La polizia segreta del Fuhrer sta rastrellando la cittadina. Qualcuno, prima che ci trasferissimo lì, ha già ammassato tutti gli schedari di metallo nelle stanze più esterne dell’appartamento creando diversi livelli di barriere, un deterrente in grado di ostacolare l’accesso al piano superiore, in cui sono nascosti i documenti più top secret. Mia moglie e mia figlia, strisciando sotto gli armadi, sembrano aver trovato un posto sicuro in cui nascondersi e non le vedo più. Io ci provo, ma il mio stomaco da birra mi impedisce di seguirle. Provo a chiamarle senza successo. Torno in salotto, mi guardo intorno e capisco quale sia il vero punto.
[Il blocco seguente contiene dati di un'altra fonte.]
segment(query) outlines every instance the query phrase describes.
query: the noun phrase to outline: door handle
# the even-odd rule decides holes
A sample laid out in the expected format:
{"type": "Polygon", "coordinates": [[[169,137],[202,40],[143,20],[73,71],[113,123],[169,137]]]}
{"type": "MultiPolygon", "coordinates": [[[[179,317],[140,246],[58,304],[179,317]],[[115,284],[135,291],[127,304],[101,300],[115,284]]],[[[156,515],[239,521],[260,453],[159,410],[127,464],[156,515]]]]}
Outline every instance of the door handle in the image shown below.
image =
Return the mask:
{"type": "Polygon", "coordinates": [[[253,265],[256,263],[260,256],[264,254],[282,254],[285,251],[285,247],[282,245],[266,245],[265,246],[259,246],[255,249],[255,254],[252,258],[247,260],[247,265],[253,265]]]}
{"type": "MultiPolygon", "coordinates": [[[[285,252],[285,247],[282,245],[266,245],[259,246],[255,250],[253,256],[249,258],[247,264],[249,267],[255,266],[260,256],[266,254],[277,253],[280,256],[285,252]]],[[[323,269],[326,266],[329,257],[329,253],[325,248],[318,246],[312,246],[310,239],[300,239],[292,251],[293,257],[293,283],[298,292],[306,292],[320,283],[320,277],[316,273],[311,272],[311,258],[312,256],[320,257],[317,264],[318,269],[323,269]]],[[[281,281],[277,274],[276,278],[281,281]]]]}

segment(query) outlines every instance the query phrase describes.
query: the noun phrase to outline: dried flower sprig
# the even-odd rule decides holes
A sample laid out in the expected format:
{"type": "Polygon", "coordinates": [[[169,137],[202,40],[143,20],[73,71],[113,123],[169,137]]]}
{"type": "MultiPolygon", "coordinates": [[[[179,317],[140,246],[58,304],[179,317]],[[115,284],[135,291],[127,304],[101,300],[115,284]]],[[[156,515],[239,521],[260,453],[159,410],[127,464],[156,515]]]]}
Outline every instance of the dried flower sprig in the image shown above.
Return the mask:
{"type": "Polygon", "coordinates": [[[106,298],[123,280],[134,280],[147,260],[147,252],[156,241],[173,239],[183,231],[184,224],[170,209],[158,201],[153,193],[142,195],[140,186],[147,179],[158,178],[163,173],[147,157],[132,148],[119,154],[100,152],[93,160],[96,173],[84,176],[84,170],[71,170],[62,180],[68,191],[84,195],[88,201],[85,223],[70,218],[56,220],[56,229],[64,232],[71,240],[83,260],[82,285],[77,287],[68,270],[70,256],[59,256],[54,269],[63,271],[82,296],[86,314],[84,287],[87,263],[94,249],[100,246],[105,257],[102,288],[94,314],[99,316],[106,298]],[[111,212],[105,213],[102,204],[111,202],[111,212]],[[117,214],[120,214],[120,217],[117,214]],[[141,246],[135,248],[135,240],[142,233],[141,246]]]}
So che quando i soldati fanno irruzione nelle case non vanno molto per il sottile, per questo la mia principale preoccupazione è mettere al sicuro la mia collezione di trentatré giri ma c’è pochissimo tempo e non so da dove iniziare.

In uno di quei salti impossibili in qualunque montaggio cinematografico ma all’ordine del giorno, anzi della notte, nei sogni, ci ritroviamo fuori, nella piazzetta su cui si affaccia l’appartamento. Un sollievo, perché anche se i nazisti faranno irruzione in casa non ricondurranno i faldoni custoditi alla nostra presenza. Non so chi altri prenderebbe in affitto un attico sapendo di mettersi in pericolo di vita. In strada ha appena piovuto, io indosso un trench chiaro come Humphrey Bogart in Casablanca, ma non è nemmeno necessario che suoni la sveglia che ho programmato alle sei. La giornata è una di quelle che non dimenticheremo presto e qualcosa che mi sento dentro mi tira giù dal letto che è ancora buio.